Since the tour with Simple Minds late last year, in retrospect the swansong of the Davies, Lloyd, Anthony Smith, Keith Welsh line-up, Davies has certainly not been idle. Most of this year has been spent overseas, mainly checking out producers for the forthcoming album and doing promotional work for the last one. At one stage this year 'Can't Help Myself' popped up as a hit in Holland, 'We Can Get Together' was happening in Spain and 'Icehouse' looked like working in the UK.

For the past three months, since returning from overseas, Davies has been working with producer Keith Forsey, who he describes as Giorgio Moroder's right hand man, on the follow-up to the Icehouse album. Tentatively titled 'Primitive Man', the album is set for release in late July/early August.

A single from the album, 'Great Southern Land', will be released sometime in mid July.
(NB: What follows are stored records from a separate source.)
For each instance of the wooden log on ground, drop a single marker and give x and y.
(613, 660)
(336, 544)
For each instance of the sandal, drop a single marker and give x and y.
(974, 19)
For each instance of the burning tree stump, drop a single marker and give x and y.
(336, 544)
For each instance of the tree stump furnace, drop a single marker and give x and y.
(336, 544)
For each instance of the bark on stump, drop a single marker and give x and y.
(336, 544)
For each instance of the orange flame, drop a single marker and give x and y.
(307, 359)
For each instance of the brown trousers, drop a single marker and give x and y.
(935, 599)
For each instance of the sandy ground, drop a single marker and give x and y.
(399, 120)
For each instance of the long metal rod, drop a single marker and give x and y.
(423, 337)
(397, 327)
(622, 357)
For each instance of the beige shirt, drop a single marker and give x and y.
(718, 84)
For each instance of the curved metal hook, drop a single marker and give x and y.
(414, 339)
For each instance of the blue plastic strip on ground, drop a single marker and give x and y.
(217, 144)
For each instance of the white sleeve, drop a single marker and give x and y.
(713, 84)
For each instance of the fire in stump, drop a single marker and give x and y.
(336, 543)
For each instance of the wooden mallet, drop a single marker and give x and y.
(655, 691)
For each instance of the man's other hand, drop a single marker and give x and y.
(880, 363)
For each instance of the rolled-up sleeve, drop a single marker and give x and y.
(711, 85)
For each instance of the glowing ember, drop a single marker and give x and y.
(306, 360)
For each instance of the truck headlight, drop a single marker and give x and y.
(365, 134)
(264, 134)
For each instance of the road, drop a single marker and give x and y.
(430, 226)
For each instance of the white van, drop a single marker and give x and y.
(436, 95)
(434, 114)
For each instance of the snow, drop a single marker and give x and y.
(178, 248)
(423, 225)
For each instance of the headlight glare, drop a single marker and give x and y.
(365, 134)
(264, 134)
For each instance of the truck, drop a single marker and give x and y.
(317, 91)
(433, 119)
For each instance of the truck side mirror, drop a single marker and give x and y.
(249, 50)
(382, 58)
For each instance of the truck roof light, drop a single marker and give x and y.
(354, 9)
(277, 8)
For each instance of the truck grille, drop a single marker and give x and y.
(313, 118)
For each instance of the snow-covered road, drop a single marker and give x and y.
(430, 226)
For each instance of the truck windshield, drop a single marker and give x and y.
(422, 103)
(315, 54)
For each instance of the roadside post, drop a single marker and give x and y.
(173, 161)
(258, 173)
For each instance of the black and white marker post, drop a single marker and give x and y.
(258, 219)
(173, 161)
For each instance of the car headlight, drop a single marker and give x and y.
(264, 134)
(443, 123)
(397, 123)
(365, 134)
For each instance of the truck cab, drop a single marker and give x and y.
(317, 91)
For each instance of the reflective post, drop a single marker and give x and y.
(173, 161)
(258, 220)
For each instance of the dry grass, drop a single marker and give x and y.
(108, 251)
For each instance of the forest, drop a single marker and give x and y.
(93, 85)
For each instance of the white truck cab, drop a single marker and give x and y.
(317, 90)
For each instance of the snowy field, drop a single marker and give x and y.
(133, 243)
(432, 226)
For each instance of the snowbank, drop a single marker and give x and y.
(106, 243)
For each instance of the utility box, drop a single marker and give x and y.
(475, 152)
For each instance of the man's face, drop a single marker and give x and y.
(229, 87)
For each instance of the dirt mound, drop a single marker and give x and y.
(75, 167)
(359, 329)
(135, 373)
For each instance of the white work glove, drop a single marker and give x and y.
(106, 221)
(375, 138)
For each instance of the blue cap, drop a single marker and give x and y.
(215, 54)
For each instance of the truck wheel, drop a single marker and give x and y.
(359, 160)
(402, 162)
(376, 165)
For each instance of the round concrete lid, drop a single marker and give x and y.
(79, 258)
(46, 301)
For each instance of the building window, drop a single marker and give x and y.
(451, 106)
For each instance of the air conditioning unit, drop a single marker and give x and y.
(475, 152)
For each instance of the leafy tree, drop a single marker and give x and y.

Davies describes the song as being about "Any kind of continent where the people are in a vulernable position - especially the people who belong there, as opposed to the people who arrive there." Other songs include 'Uniform', about propaganda, 'Persian Blue', written about a painting, 'Break These Chains', about liberation, 'Street Cafe', diary of a love affair, and 'Mysterious Thing', which Davies says is a funky number, closest in feel to 'Can't Help Myself'.

Commenting on the songs Davies said, 'They're a little staid, a little less clinical than the first album.' The backing tracks were recorded in eleven days at Paradise Studios in Sydney with Forsey coming out to Australia to co-produce, and the album will be finished in Los Angeles.

Most of the pre-production was done on Davies' own drum computer, which he describes as an 'efficient, non-gruelling way to make music.' Davies confesses to having an obsession with machinery, despite the fact that he and machines have never got on very well. "I seem to have this electronic jinx." He does add however that he can't see Icehouse as a performing band ever using computers onstage.